Italian 10-year yields climbed the most in 14 months as Spanish and Portuguese bonds also slid, while German bunds advanced for a fourth day.
Italy is scheduled to sell €8.75 billion euros of six-month bills today.
“There are huge moves in Italian bonds because of the uncertainty,” said Lyn Graham-Taylor, a fixed-income strategist at Rabobank International in London. “The Italian election result hasn't gone as the market anticipated. We could be in a stale-mate in Italy for a while and that's dragging all the peripheral spreads wider compared with Germany,” he said, referring to the yield difference between bunds and securities from Europe's high debt and deficit nations.
Italy's 10-year yield climbed 29 basis points, or 0.29 percentage point, to 4.78 per cent as of 9:34 a.m. London time, after rising as much as 44 basis points to 4.93 per cent.
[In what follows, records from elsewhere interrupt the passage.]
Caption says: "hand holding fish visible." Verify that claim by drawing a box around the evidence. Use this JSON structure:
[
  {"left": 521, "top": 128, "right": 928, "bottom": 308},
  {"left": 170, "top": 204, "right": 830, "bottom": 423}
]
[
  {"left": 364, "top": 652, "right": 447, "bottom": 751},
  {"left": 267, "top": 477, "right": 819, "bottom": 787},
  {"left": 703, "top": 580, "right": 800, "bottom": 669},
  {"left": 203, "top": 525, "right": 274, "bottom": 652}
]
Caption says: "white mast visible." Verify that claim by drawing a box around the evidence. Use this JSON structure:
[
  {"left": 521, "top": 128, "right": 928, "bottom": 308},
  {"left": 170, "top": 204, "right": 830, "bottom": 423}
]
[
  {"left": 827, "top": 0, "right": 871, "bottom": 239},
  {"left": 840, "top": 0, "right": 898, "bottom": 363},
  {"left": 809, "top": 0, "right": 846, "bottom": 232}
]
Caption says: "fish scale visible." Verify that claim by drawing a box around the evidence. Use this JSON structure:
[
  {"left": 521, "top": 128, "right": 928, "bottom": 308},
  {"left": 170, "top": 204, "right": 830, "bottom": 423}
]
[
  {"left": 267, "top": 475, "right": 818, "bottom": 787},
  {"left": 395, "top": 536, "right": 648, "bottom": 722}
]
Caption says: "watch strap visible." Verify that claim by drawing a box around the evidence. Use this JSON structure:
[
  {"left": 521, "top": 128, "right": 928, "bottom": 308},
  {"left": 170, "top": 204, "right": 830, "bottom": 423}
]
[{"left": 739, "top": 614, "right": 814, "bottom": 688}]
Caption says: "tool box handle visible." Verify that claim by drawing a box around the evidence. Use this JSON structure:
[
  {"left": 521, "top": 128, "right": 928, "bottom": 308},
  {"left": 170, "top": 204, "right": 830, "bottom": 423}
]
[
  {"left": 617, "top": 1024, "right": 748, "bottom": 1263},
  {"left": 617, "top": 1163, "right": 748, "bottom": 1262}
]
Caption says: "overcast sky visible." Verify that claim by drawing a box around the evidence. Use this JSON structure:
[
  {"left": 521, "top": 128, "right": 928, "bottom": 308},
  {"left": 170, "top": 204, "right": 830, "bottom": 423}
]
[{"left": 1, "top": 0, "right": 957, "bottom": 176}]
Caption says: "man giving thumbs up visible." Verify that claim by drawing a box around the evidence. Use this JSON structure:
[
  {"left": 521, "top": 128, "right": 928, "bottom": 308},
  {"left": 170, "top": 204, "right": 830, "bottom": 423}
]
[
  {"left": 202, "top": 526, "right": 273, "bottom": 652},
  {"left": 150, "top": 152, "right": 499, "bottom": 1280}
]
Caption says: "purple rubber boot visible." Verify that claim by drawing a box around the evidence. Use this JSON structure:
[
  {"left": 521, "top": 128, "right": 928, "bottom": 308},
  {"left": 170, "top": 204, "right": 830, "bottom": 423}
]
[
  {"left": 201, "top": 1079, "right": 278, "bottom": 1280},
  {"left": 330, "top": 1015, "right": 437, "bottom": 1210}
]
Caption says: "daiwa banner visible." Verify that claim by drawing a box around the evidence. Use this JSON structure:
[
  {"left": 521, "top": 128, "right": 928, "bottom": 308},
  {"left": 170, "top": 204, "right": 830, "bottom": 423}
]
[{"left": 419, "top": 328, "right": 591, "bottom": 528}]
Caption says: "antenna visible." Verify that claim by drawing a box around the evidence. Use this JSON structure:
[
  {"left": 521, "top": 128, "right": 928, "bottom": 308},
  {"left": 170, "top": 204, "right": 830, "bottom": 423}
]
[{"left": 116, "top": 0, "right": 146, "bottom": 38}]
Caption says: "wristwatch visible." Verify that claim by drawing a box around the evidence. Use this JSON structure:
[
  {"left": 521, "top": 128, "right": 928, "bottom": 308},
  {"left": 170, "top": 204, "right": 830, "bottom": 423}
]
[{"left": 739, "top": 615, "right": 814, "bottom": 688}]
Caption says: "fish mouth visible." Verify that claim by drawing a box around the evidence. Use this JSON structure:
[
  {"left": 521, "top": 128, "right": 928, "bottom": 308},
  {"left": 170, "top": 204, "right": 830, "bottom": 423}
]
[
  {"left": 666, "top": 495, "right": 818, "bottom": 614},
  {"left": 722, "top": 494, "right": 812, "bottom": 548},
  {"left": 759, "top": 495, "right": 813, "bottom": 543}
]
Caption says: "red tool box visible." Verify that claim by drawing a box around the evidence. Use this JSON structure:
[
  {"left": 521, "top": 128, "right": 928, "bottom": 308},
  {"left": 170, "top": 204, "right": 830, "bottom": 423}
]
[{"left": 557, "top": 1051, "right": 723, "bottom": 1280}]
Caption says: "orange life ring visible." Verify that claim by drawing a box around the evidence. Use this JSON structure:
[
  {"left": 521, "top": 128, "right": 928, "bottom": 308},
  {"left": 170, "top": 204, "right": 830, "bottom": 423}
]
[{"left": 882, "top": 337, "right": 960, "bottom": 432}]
That's the biggest daily increase since December 19th, 2011.
European shares also fell this morning, with bank stocks suffering most.
The pan-European FTSEurofirst 300 index fell 1.2 per cent to 1,151.76 points while the euro zone's blue-chip Euro STOXX 50 index slid 2.7 per cent to 2,581.25 points.
Italy's benchmark FTSE MIB equity index was amongst the worst hit, slumping 4 per cent, reflecting concern that its election result, which left no clear government, could hamper economic reforms and fuel its costs of borrowing.
Worries about a new flare-up in the euro zone's debt crisis fed through to the bank sector, whose lenders could be hit with new write-downs and bad debts if the region's economy weakens as a result of debt problems in countries such as Italy and Spain.
The STOXX Europe 600 Banking Index was the worst-performing European equity sector, falling 2.4 per cent as Italian banks such as Intesa and Unicredit slumped 7.5 and 7 per cent, respectively.
“There's no clear outcome in the Italian election, and the markets hate uncertainty,” said Terry Torrison, managing director at Monaco-based McLaren Securities. “You could easily see a three or four per cent sell-off in the next couple of sessions."
The euro zone debt crisis led to a sovereign bail-out of Greece and other smaller countries, but Spain has also been under pressure over a possible similar bailout. Italy has faced a battle to contain its own borrowing costs.
Spanish foreign minister Jose Manuel Garcia-Margallo said the Italian result was extremely worrying. Spain's IBEX stock market falling 2.7 per cent.
“Spain will also now come under pressure,” said Syz Asset Management's chief economist Fabrizio Quirighetti, who added that European equity markets could potentially fall some 5 per cent this week.
The fall on the Spanish and Italian stock markets was more pronounced than those of bigger, northern European markets seen as safer economies, with Germany's benchmark DAX equity outperforming bigger falls elsewhere with a 1.9 per cent decline.